Book Read Free

Angels in the Architecture

Page 15

by Sue Fitzmaurice


  ‘Thank you my dear,’ Maitland said in time, as pause for thought continued.

  ‘Yes, indeed,’ added another.

  ‘There was a lot there to think about, my dear,’ Rose complimented Loraine. ‘You seem to have caught an essence that’s likewise capturing our friends’ hearts and minds.’

  ‘And souls,’ added Sally.

  ‘Well, you’re most welcome. I do get on my high horse occasionally, but there you are,’ replied Loraine.

  After another pause, Maitland declared, ‘All right then, you lot. Where’s that promise of intemperance – the real reason we come here?’

  Some chuckling about the table broke the reverie.
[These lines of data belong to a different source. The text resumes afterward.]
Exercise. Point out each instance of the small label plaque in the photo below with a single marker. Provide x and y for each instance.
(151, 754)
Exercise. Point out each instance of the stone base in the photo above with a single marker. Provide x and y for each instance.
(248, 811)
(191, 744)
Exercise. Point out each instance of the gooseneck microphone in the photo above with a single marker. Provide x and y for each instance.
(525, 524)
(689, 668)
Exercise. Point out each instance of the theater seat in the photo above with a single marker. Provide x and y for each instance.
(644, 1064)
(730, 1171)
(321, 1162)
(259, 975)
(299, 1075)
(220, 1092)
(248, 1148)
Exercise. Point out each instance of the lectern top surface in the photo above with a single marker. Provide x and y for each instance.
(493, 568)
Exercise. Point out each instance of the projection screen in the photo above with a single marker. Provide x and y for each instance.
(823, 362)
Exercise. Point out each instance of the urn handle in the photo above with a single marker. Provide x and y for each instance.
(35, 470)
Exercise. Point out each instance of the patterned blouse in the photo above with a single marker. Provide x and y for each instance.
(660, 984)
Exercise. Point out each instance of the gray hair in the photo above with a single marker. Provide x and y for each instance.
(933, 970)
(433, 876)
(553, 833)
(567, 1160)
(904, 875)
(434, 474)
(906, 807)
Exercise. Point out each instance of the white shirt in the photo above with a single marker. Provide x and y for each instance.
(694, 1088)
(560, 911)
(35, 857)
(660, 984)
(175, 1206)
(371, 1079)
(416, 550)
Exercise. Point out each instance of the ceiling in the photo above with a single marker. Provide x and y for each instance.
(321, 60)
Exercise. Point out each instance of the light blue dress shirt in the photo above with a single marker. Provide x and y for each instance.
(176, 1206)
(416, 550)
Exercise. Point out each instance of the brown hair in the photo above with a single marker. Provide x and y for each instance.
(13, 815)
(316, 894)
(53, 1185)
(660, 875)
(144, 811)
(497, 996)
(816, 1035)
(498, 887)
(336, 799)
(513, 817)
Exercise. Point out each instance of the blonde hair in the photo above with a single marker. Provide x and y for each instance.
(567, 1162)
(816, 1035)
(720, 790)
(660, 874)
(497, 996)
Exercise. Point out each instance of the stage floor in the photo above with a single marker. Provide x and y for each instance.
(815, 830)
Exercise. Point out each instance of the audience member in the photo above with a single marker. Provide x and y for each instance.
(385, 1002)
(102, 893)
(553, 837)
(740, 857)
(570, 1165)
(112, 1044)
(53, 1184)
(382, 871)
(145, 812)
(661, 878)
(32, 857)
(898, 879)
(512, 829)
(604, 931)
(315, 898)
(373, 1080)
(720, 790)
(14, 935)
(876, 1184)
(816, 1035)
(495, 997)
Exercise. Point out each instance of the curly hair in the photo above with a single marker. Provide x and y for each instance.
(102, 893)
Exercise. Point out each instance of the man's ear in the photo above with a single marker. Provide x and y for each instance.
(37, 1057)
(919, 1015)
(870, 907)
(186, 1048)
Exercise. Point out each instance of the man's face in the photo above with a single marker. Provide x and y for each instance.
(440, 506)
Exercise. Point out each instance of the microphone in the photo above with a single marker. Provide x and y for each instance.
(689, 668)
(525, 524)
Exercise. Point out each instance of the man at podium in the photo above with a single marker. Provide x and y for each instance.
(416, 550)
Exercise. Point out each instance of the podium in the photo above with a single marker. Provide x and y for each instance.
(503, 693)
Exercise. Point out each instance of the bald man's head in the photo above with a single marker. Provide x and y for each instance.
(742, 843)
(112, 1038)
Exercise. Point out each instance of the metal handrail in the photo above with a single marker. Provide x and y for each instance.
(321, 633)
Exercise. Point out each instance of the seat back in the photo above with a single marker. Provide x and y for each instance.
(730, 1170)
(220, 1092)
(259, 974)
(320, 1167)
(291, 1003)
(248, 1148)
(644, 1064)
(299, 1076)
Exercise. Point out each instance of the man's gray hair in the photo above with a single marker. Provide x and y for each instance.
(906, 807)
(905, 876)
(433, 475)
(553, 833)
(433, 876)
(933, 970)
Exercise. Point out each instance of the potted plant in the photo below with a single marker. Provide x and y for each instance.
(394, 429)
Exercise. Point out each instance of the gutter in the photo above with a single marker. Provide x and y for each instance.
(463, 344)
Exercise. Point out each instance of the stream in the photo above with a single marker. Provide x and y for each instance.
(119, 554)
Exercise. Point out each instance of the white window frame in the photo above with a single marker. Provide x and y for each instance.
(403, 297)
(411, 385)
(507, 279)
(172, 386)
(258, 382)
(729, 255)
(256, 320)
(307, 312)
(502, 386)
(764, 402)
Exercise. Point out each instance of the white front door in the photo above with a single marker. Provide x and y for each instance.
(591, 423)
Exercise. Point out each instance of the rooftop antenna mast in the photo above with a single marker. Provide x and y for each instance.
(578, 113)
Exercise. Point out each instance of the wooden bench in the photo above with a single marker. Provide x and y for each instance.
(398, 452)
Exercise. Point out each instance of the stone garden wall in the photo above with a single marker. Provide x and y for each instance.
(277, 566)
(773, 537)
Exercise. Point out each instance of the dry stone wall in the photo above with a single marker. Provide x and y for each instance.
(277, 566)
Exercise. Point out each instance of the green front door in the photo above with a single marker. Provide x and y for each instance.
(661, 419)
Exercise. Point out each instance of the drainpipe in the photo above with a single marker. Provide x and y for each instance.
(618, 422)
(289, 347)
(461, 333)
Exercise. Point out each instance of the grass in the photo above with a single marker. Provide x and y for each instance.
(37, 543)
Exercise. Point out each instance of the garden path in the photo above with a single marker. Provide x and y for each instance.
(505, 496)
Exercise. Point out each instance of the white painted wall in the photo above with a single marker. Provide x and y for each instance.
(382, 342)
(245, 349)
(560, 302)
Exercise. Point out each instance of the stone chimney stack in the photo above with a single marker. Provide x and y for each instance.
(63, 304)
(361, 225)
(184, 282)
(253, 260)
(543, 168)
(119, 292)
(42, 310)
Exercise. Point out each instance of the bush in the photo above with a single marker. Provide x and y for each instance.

  ‘Coming right up, my dear.’ Rose smiled and got up to bring in bottles and glasses.

  ‘Well, I’m quite at my leisure,’ Maitland leant back, folding his arms..

  ‘Mr Bennet!’ chimed Sally and Rose at the same time.

  Maitland grinned, pleased with himself, and pleased his Jane Eyre mimicry had got the recognition he’d wanted.

  As Rose circled the table, depositing glasses and pouring wines, smaller conversations began around the table, till a pleasant hum replaced the quiet of earlier.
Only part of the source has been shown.